Mar 072008
 

*originally printed in Red Shtick Magazine – March, 2008 (pdf)

Life, like breakfast, is best when it begins with an egg. The egg is one of the most common reproductive formats. Even complex mammalian organisms such as humans have eggs somewhere, so I’m told. These mammalian eggs are only one part of the elegantly mysterious equation describing the circle of life, which, in our world, inevitably results in babies – plump, tender, delicious babies.

Babies, according to Wikipedia, come from mommies and daddies. These parental entities created us, and our brothers and sisters, in some ritual learned through years of difficult homework and chores, which eventually led to a trip to the hospital. Without going too far into the mechanics of this ritual, with which I am wholly unfamiliar, there is a singular effect of reproduction that is of some interest to science, and is, therefore, the subject of this article: life – specifically, one of the fundamental particles of human life: the stem cell.

Conception follows copulation, unless contraception captures the chromosomal carriers, contradicting the circumstances most conducive to creating the commonly celebrated “bun in the oven.” The climbing ratio of buns to ovens, and the overwhelming increase in unwed teenage ovens, has influenced government to get involved in the standardization of oven maintenance and care. The stem cell is the yeast that makes the buns rise in these ovens, and some time ago, our elected officials found that this yeast can also be used to make beer – cold, powerful beer.

Stem cell research is a field founded by Ernest McCulloch and James Till in the 1960s, a time during which the biological sciences were considered “trippy” and “out there.” Stem cells can be found in adult cells and in blastocysts, which are more commonly known in Star Trek lore as the troublesome Tribbles. McCulloch and Till retain plausible deniability of foreknowledge of the trouble with Tribbles due to the fact that they are Canadian. Though they may not have known it, during their march towards truth, these clumsy scientists stepped on a crack that continues to break mothers’ backs to this day.

Stem cells represent a state of life that is a potential. Embryonic stem cells even more so, because not only do these cells have the potential to become any kind of human cell, they have the potential to be American cells. Politicians know that American cells can eventually become votes.

The embryonic stem cell has taken root in the ripe soil of American social hypocrisy. This stem is growing into the trunk of a tree that I think it would be fun to hang a tire swing from, so real kids can play on it and possibly hurt themselves, because we constantly neglect them and focus on politics.

The ethical and political problem with embryonic stem cells is their source. To even think of gathering these living cells is truly an abhorrent use of the mind. It forces us to remember that the source exists. So, due to the detestable nature of the source and its offense to our souls, we ignore its utility to our bodies, the vessels of our so-often-offended souls.

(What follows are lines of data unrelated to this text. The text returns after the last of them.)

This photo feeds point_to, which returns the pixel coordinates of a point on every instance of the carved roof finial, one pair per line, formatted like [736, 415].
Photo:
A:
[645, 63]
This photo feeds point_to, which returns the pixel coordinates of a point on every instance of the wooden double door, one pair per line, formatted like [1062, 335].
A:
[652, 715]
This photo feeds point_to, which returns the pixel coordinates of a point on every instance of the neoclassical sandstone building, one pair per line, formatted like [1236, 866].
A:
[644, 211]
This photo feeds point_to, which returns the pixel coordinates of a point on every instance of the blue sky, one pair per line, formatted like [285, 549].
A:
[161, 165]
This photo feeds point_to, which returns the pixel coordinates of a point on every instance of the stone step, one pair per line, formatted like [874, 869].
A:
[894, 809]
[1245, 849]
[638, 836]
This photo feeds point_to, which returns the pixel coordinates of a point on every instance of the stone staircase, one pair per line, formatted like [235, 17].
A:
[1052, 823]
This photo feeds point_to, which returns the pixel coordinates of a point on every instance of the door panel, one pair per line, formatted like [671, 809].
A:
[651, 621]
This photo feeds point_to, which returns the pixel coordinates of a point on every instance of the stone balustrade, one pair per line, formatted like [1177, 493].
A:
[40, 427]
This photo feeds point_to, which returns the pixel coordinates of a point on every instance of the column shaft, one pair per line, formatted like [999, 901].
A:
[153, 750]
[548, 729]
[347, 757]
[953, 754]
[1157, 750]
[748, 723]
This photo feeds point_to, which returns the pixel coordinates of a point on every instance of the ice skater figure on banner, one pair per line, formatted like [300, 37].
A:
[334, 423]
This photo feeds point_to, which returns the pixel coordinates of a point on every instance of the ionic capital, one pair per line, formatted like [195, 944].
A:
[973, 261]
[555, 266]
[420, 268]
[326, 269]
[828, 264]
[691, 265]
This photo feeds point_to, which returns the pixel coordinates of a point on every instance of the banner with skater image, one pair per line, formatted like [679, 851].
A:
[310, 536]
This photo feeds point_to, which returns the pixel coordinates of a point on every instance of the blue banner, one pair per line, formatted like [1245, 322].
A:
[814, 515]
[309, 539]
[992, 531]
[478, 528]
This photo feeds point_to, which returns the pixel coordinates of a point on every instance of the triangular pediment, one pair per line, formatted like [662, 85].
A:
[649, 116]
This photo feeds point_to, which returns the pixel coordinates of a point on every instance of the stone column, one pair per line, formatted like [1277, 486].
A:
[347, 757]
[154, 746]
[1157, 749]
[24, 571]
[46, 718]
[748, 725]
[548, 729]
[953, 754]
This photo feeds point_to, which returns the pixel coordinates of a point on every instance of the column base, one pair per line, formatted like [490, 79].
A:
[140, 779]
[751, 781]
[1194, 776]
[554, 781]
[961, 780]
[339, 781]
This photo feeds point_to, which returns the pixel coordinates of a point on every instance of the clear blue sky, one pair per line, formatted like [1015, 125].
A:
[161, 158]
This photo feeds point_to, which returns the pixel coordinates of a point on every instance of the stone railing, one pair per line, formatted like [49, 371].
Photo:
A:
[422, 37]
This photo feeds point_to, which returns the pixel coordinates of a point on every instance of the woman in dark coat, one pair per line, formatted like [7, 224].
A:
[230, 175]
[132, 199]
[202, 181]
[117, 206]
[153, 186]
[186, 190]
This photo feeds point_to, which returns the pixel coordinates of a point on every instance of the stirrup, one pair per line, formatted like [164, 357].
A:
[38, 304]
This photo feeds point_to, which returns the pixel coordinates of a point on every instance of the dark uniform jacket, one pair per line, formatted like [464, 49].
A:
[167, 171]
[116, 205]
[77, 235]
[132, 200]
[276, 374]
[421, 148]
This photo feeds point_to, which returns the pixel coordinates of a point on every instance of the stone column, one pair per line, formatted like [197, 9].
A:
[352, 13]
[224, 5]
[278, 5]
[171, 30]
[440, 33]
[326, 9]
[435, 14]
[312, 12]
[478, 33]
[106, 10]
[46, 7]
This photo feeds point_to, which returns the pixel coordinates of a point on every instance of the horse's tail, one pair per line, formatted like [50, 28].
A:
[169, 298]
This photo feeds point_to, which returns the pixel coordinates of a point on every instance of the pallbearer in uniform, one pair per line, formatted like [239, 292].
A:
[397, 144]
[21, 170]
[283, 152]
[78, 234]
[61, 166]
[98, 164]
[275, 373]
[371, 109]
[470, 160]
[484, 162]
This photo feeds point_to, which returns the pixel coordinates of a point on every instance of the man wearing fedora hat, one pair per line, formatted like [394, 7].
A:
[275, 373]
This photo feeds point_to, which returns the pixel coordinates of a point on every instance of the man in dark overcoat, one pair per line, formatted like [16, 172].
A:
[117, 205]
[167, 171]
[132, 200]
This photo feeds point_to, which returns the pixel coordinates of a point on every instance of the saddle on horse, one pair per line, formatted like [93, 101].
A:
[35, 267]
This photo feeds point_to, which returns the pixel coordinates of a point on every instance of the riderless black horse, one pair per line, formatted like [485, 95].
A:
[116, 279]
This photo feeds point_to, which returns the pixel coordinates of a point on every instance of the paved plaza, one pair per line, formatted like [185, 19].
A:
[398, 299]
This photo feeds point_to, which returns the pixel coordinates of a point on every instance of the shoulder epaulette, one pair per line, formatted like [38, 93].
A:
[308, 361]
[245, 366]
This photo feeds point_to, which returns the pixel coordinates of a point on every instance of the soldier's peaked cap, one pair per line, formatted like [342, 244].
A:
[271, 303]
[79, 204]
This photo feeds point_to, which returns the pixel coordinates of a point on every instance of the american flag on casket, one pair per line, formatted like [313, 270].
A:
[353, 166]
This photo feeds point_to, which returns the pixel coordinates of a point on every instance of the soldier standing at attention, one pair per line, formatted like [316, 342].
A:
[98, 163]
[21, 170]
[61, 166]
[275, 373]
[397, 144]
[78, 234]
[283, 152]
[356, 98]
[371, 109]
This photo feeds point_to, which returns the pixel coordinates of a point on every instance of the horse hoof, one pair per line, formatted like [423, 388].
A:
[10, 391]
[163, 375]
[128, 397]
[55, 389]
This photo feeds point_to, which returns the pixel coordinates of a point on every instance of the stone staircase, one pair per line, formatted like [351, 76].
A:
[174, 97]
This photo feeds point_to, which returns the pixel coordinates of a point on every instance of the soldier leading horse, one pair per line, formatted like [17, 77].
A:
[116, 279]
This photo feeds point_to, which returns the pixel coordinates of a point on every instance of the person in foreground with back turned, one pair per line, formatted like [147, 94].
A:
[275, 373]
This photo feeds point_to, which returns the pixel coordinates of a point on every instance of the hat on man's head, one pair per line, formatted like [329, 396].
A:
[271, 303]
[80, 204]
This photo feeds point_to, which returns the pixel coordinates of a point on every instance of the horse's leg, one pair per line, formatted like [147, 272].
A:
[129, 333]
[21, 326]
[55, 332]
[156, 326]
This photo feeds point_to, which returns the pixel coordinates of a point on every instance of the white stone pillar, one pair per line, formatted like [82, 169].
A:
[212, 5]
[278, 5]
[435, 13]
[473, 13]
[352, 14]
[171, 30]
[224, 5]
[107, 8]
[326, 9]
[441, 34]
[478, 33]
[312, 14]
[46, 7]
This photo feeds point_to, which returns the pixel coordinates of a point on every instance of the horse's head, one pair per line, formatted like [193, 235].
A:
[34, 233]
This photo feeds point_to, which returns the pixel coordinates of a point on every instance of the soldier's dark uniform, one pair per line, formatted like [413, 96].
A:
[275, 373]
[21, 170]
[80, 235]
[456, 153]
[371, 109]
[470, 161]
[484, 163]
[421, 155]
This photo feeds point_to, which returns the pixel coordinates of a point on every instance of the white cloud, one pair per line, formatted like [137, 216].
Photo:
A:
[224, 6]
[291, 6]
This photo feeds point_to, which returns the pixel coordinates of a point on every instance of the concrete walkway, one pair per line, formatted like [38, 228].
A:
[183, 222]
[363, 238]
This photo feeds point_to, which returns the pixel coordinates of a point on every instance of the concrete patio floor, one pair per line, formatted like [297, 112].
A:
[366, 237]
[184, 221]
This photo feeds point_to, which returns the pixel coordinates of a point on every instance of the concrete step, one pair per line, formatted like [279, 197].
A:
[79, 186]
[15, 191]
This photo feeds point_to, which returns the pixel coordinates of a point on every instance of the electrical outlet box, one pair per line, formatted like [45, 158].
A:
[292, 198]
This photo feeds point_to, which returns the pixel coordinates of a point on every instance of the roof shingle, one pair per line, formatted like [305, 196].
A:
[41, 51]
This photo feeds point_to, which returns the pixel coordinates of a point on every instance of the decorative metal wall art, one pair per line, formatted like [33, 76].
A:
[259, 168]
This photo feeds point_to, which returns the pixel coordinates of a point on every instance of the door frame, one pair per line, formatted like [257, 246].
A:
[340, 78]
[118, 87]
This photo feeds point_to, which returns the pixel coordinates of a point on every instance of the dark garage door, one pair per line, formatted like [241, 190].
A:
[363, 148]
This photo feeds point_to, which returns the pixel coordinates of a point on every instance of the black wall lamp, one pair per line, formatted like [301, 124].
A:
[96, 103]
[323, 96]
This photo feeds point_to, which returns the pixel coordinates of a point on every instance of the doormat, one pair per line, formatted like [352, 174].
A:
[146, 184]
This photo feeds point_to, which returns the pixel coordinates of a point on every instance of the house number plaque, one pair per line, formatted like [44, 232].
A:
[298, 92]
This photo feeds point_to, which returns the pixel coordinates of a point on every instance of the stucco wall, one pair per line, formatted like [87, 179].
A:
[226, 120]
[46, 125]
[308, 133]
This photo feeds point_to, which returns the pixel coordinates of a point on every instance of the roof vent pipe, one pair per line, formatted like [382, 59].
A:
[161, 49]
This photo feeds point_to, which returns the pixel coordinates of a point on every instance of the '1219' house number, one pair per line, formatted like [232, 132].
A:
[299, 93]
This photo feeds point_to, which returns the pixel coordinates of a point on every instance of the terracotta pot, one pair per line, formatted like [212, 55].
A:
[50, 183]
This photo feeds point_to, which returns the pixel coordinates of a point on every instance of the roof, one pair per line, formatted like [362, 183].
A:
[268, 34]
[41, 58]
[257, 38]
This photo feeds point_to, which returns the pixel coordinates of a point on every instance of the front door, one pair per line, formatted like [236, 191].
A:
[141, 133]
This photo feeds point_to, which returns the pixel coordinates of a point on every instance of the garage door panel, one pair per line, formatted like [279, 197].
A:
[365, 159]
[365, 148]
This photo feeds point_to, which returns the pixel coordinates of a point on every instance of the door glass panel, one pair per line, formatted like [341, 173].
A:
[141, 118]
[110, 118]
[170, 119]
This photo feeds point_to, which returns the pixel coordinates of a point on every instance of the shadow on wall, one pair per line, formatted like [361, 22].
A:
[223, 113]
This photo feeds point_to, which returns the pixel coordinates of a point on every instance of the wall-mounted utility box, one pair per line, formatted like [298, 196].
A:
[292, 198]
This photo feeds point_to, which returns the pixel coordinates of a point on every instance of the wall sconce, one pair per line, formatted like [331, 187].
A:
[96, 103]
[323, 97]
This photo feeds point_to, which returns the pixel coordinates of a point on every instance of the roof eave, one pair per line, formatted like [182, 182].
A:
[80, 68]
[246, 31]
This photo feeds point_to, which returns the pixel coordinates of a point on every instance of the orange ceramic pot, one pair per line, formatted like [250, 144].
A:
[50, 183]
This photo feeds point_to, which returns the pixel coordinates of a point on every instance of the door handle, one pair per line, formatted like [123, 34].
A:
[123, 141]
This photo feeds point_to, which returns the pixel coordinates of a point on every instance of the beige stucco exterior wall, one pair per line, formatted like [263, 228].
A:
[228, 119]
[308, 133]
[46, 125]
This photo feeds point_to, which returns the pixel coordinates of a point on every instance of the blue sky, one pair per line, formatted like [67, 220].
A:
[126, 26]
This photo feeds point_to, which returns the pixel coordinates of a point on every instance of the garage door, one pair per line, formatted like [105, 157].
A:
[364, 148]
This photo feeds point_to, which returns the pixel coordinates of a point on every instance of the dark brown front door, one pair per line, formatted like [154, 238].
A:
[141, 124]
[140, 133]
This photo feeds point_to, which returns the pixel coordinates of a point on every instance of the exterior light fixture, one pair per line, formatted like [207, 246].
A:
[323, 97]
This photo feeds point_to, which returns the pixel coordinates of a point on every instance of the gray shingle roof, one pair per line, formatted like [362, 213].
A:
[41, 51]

Whatever your views on the subject of embryonic stem cell research, that part is not funny. The distinct unfunnyness of this conundrum results in people getting really mad at each other and doing a lot of preaching, sometimes in the form of jaded attempts at satire.

So here we are again, science on one side, religion on the other. The politicians are our athletes and champions in the new spectator sport of ethics and morality, life and death, gross and yucky. We cheer and boo at the arena, and then go home and live our lives. Daughters get pregnant: some become good mothers, some poor; some have abortions, some miscarry. Not funny.

It is all so intensely not funny that we can, at the same time, forgive nearly anything and forgive so very little. However, most of us just cheer and boo harder, and our politicians make laws for us so they can keep their jobs. Some of those laws protect life; most of those laws protect power. Central to all this turmoil and unfunnyness is a marginally funny fact: The political debate over stem cells boils down to babies, who cannot vote.

Rigorous scientific testing and analysis proves that babies eventually turn into us, and that we were, at one time, babies. We are not babies now, and babies are clearly not us, so it is our responsibility to see to it that they become us, or we may disappear, like Marty McFly fading from a causality-defying photograph from the future.

Babies have always been a problem in society due to their inherent cuteness and our irrational desire to protect and care for them at any cost. In prehistory, we paid the price for their safety in environmental risk, physical suffering, and mortal peril. Today we pay the price to protect babies by hard work, difficult choices, and occasionally sacrificing our reason in favor of the specter of setting a good spiritual example.

If we accept the utility of embryonic stem cells, then we accept or tolerate the acts that lead to their most heinous sources, but we already do that. So what do we do? We take care of babies so that, one day, they can deal with these ugly choices and not us, because thanks to generations of material success and assumed moral authority, we are irresponsible and unprepared. Let’s just hope that, unlike us, our babies eventually get tired of shiny toys and turn their minds towards more profound thoughts about life. Mmmmm, babies.